On its website, the company claimed that building the project would improve service reliability for nearly 214,000 residential and commercial customers, with modern technologies delivering real-time information about system conditions so that JCP&L can better monitor and respond to customer power needs. The website further claimed that the MCRP would create 245 jobs, and that other economic benefits include nearly $43m in compensation, nearly $60m in GDP and nearly $12.6m in state and local revenues.
A FirstEnergy spokesperson told TransmissionHub that the characterization that JCP&L is seeking a 150% rate increase is inaccurate, adding: “FirstEnergy had originally planned to pursue transmission investments in New Jersey through the Mid-Atlantic Interstate Transmission LLC, or MAIT. New Jersey regulators ruled that a transmission-only company cannot be considered a public utility.”
So, JCP&L filed with FERC for “a rate formula that is already in place at other electric utilities in the state of New Jersey,” he said, adding that through careful planning, the company has maintained the transmission system and “there has not been a transmission rate increase for JCP&L customers for 18 years.”
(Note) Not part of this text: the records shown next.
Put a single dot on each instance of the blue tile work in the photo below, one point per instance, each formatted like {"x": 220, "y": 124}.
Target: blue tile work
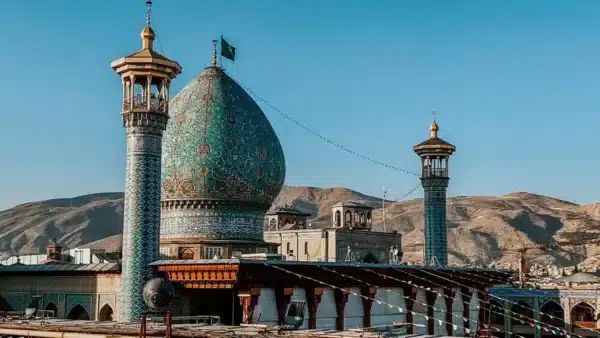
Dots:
{"x": 218, "y": 148}
{"x": 436, "y": 243}
{"x": 141, "y": 215}
{"x": 225, "y": 223}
He claimed that the current rates no longer reflect the rising cost of enhancing service reliability, adding redundancy to the grid, as well as modernizing facilities and equipment. The forward-looking formula rates allow companies to make more timely investments in the transmission system and it is a utility industry standard, he said.
“Transmission lines are the backbone of an electric system and you need to have robust transmission and distribution facilities in order to provide reliable electric service to customers,” he said.
Musa said that RAGE addressed concerns at JCP&L’s June open houses, and that JCP&L has been invited to speak at several open public meetings hosted by RAGE, as well as local, county and state-elected officials. Musa claimed that JCP&L has “declined to answer any questions beyond the FAQs posted on” its website.
The FirstEnergy spokesperson said that a public meeting will be held as part of the BPU review process.
Musa said that in efforts to make its concerns heard, RAGE has, among other things, hosted numerous community meetings since June to address concerns and communicated them to key stakeholders and decision-makers at all levels of government. Musa said that RAGE has obtained support and resolutions from, for instance, local, regional and state civic, historic, environmental and land use organizations; has attended public meetings and presented to the New Jersey Transit Board of Directors, as well as to the New Jersey Senate Legislative Oversight Committee and Assembly Judiciary Committee; and has obtained bipartisan support from, among others, Rep. Chris Smith (R-N.J.) and Rep. Frank Pallone Jr., (D-N.J.).
According to Smith’s website, Smith testified in October before the New Jersey Transit Corporation Board of Directors in an effort to convince the agency to reject JCP&L’s application to use the transit agency’s ROW for the MCRP. According to Pallone’s website, Pallone in October sent a letter to the BPU voicing his concerns over the proposed MCRP.
According to JCP&L’s website, if the project is approved, construction would begin in August 2017, with Phase 1 of the construction completed in June 2018, followed by Phase 2 to be complete – and for the project to be in service – in June 2019.